# Introduction

In the third and final part of this series on linear models, we’ll be talking about linear mixed effect models (LMEMs). Part 1 was on simple linear models and Part 2 was on ANOVAs. LMEMs are a powerful tool for many reasons, not all of which we can get into in a single blog post. The internet has ample information about the different aspects of LMEMs and I highly recommend reading more about them if you think they will be useful for your specific data set. For this post we’ll be focusing on their benefit regarding power, how to correct our previous baseline issue, and accounting for variance across and within participants.

TAKE AWAY POINTS FROM THIS POST

• LMEMs are a way to include random variance (such as participants) without losing power.
• Contrast coding allows you to get ANOVA style results with no baseline effects.
• Random slopes can be used to account for variance from within-participant variables.
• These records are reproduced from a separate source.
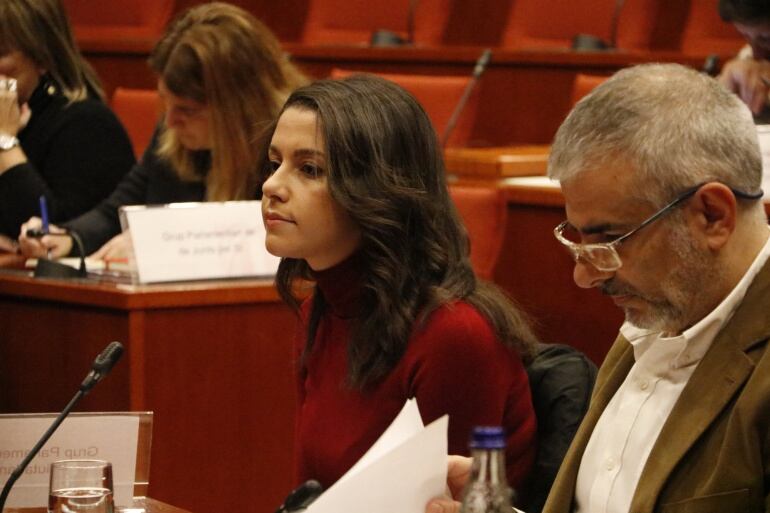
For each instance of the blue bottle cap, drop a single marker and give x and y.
(488, 437)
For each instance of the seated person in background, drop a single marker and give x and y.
(748, 75)
(70, 148)
(223, 78)
(662, 200)
(355, 199)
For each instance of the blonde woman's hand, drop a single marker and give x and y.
(55, 246)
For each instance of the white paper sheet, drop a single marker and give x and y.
(401, 472)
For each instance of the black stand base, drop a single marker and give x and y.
(50, 269)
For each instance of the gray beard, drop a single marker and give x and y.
(681, 289)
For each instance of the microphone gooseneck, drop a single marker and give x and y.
(481, 65)
(301, 497)
(101, 366)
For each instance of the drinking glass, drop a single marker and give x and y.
(80, 486)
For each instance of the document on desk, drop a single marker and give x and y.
(404, 469)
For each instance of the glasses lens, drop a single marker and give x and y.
(604, 258)
(570, 233)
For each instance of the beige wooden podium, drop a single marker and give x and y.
(212, 360)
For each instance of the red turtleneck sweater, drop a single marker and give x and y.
(454, 364)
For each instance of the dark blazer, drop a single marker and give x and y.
(152, 181)
(76, 154)
(713, 453)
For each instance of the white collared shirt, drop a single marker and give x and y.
(627, 429)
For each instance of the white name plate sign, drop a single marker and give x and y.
(199, 241)
(81, 436)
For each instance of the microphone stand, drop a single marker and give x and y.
(481, 65)
(101, 366)
(18, 471)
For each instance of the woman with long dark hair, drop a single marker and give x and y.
(355, 200)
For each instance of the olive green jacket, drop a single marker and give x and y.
(713, 453)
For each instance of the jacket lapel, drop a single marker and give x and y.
(720, 374)
(613, 371)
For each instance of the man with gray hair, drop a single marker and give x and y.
(660, 171)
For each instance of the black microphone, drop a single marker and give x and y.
(301, 497)
(478, 70)
(384, 37)
(589, 42)
(711, 65)
(101, 366)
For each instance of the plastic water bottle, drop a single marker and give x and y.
(488, 490)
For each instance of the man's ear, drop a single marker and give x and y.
(715, 211)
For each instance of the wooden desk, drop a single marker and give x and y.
(524, 94)
(141, 505)
(496, 163)
(536, 271)
(212, 360)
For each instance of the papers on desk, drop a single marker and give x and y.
(533, 181)
(401, 472)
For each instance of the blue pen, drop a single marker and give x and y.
(44, 214)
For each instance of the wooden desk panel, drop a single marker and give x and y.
(145, 504)
(212, 360)
(525, 94)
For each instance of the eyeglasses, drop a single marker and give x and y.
(604, 256)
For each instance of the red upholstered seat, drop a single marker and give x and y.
(438, 95)
(584, 84)
(353, 21)
(484, 212)
(553, 24)
(118, 23)
(705, 32)
(139, 111)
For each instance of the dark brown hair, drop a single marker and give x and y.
(386, 170)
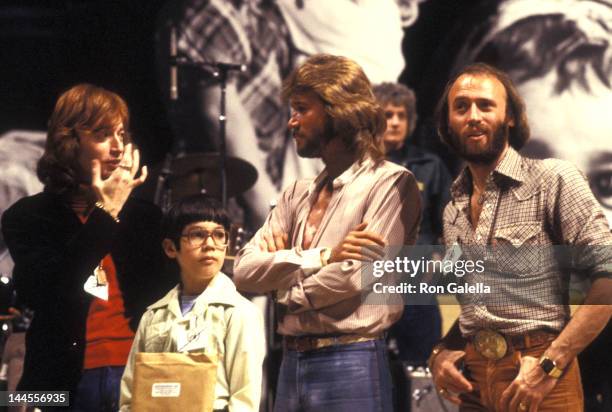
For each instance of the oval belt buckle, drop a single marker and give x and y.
(490, 344)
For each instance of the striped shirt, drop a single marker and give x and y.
(527, 207)
(328, 300)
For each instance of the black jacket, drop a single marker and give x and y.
(54, 253)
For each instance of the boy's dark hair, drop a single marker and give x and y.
(195, 208)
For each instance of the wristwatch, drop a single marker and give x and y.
(434, 354)
(550, 368)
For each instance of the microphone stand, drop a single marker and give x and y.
(221, 74)
(220, 71)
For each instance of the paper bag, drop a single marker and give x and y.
(169, 382)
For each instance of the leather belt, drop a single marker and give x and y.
(308, 343)
(494, 345)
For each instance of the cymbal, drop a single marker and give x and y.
(201, 173)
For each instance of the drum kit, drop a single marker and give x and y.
(214, 173)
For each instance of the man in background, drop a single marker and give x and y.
(559, 54)
(416, 333)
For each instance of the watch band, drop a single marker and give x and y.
(550, 368)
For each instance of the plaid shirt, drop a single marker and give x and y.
(528, 205)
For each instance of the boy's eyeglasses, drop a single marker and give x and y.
(197, 237)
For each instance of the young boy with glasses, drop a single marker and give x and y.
(229, 326)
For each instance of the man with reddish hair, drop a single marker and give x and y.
(87, 257)
(518, 345)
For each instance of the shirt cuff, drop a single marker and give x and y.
(308, 260)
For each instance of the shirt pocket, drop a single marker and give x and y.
(157, 337)
(516, 249)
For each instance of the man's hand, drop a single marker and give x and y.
(273, 242)
(114, 191)
(359, 245)
(448, 379)
(528, 389)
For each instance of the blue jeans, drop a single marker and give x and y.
(351, 378)
(98, 389)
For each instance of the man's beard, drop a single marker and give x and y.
(486, 155)
(312, 147)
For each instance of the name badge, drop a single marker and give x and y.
(190, 336)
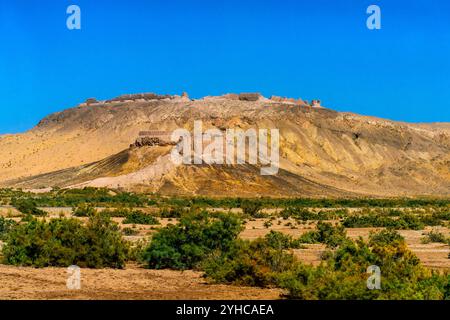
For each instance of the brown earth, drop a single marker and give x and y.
(322, 152)
(135, 282)
(131, 283)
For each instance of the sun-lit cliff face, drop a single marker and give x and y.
(322, 152)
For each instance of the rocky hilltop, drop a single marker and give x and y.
(322, 152)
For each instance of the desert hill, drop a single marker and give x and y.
(322, 152)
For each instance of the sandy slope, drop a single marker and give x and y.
(346, 152)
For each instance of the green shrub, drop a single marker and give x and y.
(129, 231)
(326, 233)
(64, 242)
(385, 237)
(434, 236)
(138, 217)
(184, 245)
(344, 276)
(5, 226)
(84, 210)
(253, 263)
(403, 222)
(252, 208)
(175, 212)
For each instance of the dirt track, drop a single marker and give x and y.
(132, 283)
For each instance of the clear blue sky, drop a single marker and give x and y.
(308, 49)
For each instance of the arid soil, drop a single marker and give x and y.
(135, 282)
(132, 283)
(322, 152)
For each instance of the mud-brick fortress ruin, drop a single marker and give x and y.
(162, 138)
(141, 97)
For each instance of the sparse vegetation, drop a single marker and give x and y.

# Model #1: LMEM with a random effect for participant

Once again we’ll be using the same data as in the previous two posts. As a reminder, this is reaction times log transformed for a lexical decision experiment. Previously we looked at the effect of previous response (correct, incorrect) and sex of participant (female, male) on response times in a simple linear model, and then in an ANOVA, including previous response as a within-participant variable. The packages for this post include languageR (for the data), ggplot2 (for plotting), and dplyr (for data manipulation). As always, we’ll start by replotting the figure of our interaction, since you should always plot your data before analyzing it.

``````library(languageR)
library(ggplot2)
library(dplyr)
``````

To build an LMEM we’ll be using the ‘lmer’ (for Linear Mixed Effects Regression) call from the lme4 package. The mixed aspect of the model is the fact that we can have two types of effects: 1) fixed, and 2) random. Fixed effects are your experimental variables that you are specifically interested in testing. This is the same as what is typically coded as an independent variable in a simple linear model or an ANOVA. For this analysis our fixed effects are previous response and sex. Random effects are variables that we don’t have specific predictions about other than that they have variance that can affect how we interpret our fixed effects. This is the same thing as an error term in an ANOVA. In our ANOVA we computed average values for each participant and then included participant as an error term. Here we’ll do the same thing, only with no need to average, by including participant as a random effect. Not having to average participants’ responses is one way that LMEMs give you more power.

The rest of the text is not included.